The wording of ‘Vow Plus’ is smart, with Murphy cleverly avoiding a dangerous phrase like ‘Devo-Max’, which means control over everything except foreign policy and defence, but sounds worryingly like a soft drink, or ‘home rule’, which means ‘home rule’. Instead, he took the Vow, already a confusing policy, and went further. Ten per cent extra confusion, free.

'Most people in Yorkshire and north-east Lincolnshire would surely rather drink bees from a pint glass than talk to Cameron about economics'

Meanwhile, Brown prowled up and down in front of the trapped audience like a caged beast waiting to be released on the electorate, though in this case it was the usual invited crowd of press and party members.

The former PM has been widely credited with saving the Union, and it says much of his dedication that he is still making interventions in the referendum campaign five months after the vote.

At PMQs however, UK Labour’s current leader focused on tax.

Miliband asked: “Everyone pays stamp duty on stock market transactions except those involved in hedge funds, who are allowed to avoid it. Why is the Prime Minister refusing to act?”

But Cameron was slippery, like a frog at an orgy. He wasn’t going to be a trapped so easily. 

Instead he argued Labour did nothing about the issue while in power, before claiming Miliband has no support from the business community.

And economics remained to the fore, with a Tory backbencher allowing Cameron to boast about improved jobs figures. 

Cameron said: “I am very much looking forward to explaining how our long-term economic plan will really benefit Yorkshire and north-east Lincolnshire.”

Most people in Yorkshire and north-east Lincolnshire would surely rather drink bees from a pint glass than talk to Cameron about economics, and it is questionable whether the PM will find much of an audience for this discussion at all. Some would probably prefer to sumo wrestle a greased-up Eric Pickles.

The SNP’s Angus Robertson followed, announcing that “The Labour Party was in power for 13 years and failed to deliver a single additional power to Scotland that was outlined in the Vow.”

This seems a bit unfair given that the party was in power from 1997 to 2010 – during which time it created the Scottish Parliament – and the ‘Vow’ was only created last September. 

He was essentially criticising the party for not doing something 17 years before they thought of it.  

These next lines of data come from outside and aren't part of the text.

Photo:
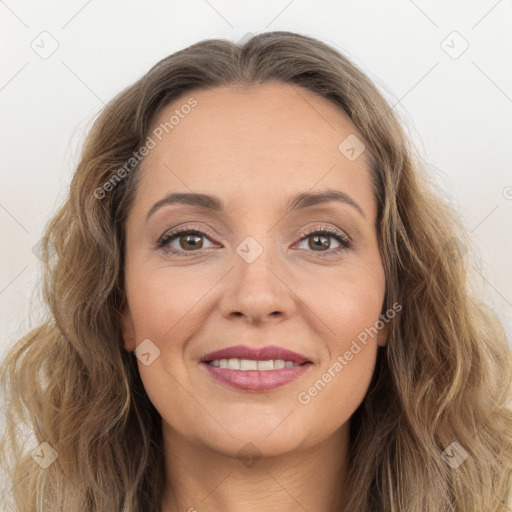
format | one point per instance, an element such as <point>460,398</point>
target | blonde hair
<point>443,377</point>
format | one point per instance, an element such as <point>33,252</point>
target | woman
<point>257,303</point>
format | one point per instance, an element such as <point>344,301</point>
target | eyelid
<point>345,244</point>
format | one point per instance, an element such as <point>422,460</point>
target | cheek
<point>160,300</point>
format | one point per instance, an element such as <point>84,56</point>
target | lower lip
<point>257,380</point>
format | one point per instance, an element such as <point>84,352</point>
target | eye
<point>319,240</point>
<point>189,239</point>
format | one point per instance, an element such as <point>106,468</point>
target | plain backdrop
<point>445,66</point>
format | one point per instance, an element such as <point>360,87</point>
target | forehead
<point>270,140</point>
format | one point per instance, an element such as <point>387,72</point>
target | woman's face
<point>256,272</point>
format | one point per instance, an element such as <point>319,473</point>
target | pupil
<point>187,239</point>
<point>324,244</point>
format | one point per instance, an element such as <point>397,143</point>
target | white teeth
<point>250,364</point>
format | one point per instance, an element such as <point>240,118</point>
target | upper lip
<point>256,354</point>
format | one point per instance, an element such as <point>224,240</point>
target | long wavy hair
<point>443,377</point>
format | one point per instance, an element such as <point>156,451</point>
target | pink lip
<point>256,354</point>
<point>256,380</point>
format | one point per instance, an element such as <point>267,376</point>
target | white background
<point>458,110</point>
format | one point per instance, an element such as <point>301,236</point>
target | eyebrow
<point>296,202</point>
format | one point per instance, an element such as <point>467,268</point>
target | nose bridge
<point>256,288</point>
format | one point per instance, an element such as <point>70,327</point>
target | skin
<point>254,147</point>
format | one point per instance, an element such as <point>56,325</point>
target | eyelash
<point>344,240</point>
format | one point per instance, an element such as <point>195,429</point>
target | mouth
<point>248,369</point>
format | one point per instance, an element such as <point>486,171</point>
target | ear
<point>382,335</point>
<point>128,329</point>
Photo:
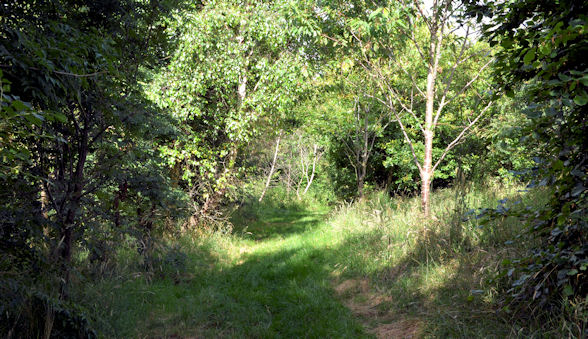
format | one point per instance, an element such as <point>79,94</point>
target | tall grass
<point>278,274</point>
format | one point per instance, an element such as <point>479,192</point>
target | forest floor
<point>302,273</point>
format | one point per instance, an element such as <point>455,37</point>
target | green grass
<point>284,273</point>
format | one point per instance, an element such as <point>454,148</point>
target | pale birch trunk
<point>269,176</point>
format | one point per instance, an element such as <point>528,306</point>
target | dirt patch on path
<point>366,304</point>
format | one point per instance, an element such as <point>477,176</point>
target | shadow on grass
<point>287,291</point>
<point>444,289</point>
<point>280,293</point>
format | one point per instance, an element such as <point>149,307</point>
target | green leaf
<point>568,291</point>
<point>529,56</point>
<point>581,99</point>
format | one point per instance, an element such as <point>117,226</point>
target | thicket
<point>129,122</point>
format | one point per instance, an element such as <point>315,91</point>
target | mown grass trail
<point>271,280</point>
<point>371,269</point>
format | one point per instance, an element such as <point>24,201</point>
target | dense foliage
<point>127,124</point>
<point>543,44</point>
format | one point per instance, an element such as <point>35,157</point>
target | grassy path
<point>370,270</point>
<point>272,280</point>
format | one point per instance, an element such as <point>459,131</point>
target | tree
<point>237,71</point>
<point>430,33</point>
<point>75,103</point>
<point>543,44</point>
<point>416,57</point>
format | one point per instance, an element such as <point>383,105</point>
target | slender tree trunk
<point>269,177</point>
<point>73,206</point>
<point>427,169</point>
<point>314,159</point>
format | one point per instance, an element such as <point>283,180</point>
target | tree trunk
<point>427,169</point>
<point>315,156</point>
<point>269,177</point>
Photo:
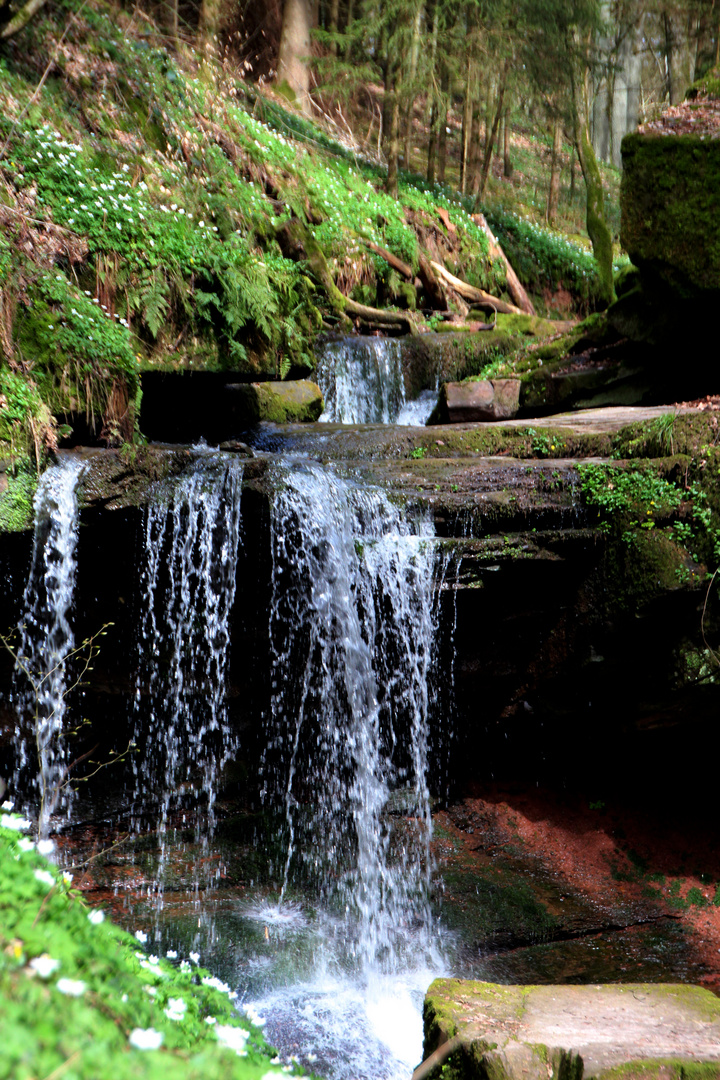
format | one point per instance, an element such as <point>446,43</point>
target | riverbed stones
<point>532,1033</point>
<point>477,400</point>
<point>295,402</point>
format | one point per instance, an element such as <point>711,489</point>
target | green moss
<point>17,487</point>
<point>662,1068</point>
<point>669,194</point>
<point>87,1027</point>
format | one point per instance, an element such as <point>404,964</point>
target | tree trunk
<point>333,26</point>
<point>507,163</point>
<point>554,190</point>
<point>432,144</point>
<point>392,135</point>
<point>294,55</point>
<point>493,131</point>
<point>22,17</point>
<point>412,73</point>
<point>597,228</point>
<point>443,133</point>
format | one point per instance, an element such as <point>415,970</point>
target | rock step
<point>570,1033</point>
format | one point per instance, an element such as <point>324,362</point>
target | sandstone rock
<point>669,198</point>
<point>480,400</point>
<point>297,402</point>
<point>530,1033</point>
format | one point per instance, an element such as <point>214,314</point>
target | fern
<point>149,296</point>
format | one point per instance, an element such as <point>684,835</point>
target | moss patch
<point>669,194</point>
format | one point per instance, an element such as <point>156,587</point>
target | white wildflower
<point>73,987</point>
<point>16,823</point>
<point>146,1038</point>
<point>176,1009</point>
<point>233,1038</point>
<point>44,966</point>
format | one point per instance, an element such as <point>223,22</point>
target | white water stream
<point>46,640</point>
<point>363,382</point>
<point>353,623</point>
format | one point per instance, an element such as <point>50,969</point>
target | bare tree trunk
<point>333,27</point>
<point>432,145</point>
<point>294,55</point>
<point>493,131</point>
<point>392,134</point>
<point>554,190</point>
<point>412,73</point>
<point>443,135</point>
<point>466,126</point>
<point>507,162</point>
<point>597,227</point>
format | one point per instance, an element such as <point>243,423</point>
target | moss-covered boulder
<point>521,1033</point>
<point>297,402</point>
<point>669,199</point>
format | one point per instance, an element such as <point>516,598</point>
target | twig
<point>702,622</point>
<point>98,854</point>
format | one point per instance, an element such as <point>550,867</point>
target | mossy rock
<point>296,402</point>
<point>669,199</point>
<point>528,1033</point>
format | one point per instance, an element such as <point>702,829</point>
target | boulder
<point>669,198</point>
<point>296,402</point>
<point>529,1033</point>
<point>477,400</point>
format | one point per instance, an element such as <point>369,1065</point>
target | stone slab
<point>507,1031</point>
<point>478,400</point>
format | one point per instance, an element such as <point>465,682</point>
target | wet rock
<point>481,400</point>
<point>234,446</point>
<point>518,1033</point>
<point>297,402</point>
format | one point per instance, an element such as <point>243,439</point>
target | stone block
<point>295,402</point>
<point>516,1033</point>
<point>479,400</point>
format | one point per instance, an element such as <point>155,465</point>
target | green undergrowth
<point>147,199</point>
<point>79,998</point>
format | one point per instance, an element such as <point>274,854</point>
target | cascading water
<point>45,643</point>
<point>353,621</point>
<point>188,589</point>
<point>363,382</point>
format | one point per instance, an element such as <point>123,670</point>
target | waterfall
<point>363,382</point>
<point>188,588</point>
<point>46,640</point>
<point>353,622</point>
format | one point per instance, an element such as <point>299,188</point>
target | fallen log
<point>392,260</point>
<point>475,295</point>
<point>431,285</point>
<point>298,244</point>
<point>513,282</point>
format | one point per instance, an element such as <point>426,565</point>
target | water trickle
<point>188,589</point>
<point>363,382</point>
<point>45,643</point>
<point>352,625</point>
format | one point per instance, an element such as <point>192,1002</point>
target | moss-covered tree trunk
<point>294,54</point>
<point>554,188</point>
<point>597,227</point>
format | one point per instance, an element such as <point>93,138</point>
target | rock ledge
<point>654,1031</point>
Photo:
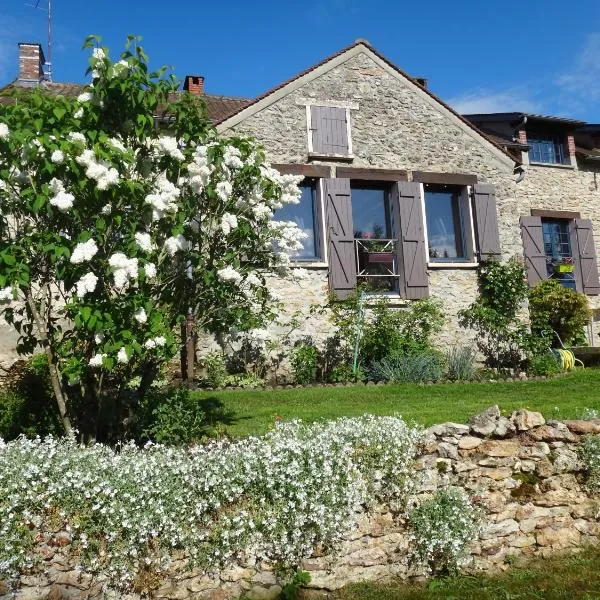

But, just a couple of days after his appearance in Edinburgh, Brown was sighted again, this time to warn the 

Commons that the latest English votes for English laws proposals drive “a new wedge between Scotland and England”. 

He started off by saying: “I am not here as an advocate of the status quo.”

It is increasingly difficult to find someone in Scottish politics who is in favour of the status quo. Like voters who hate their country, or care nothing for their children’s future, those who say they want things to remain exactly as they are have few political options. 

At least UKIP has thought outside the box – cleverly choosing to offer neither the present nor the future, but instead the 1950s.

Still, Brown ploughed on, as he did in the final days of the referendum campaign, speaking with real passion. 

'If a budget falls in Wood Green, will the nationalists make a sound?'

And he is a passionate MP, regularly bringing up issues concerning members of his constituency. It’s just that he is always the constituent in question.

Meanwhile, as EvEl plans move forward, Nicola Sturgeon has stated that SNP MPs will now start voting on English matters, like the privatisation of the NHS.

But it is a tricky area. What counts as an effect on the Scottish budget? In the 2004 film The Butterfly Effect – which is the closest thing we have to a political precedent – causality is shown to be a very complex matter. 

If a budget falls in Wood Green, will the nationalists make a sound? 

It is hard to say. We have a Labour leader who wants to be distinctly Scottish, an SNP leader who wants to interfere with the rest of the UK, and Gordon Brown who wants to meddle with everything.

Clearly it is not just Murphy reaching for the Vow factor.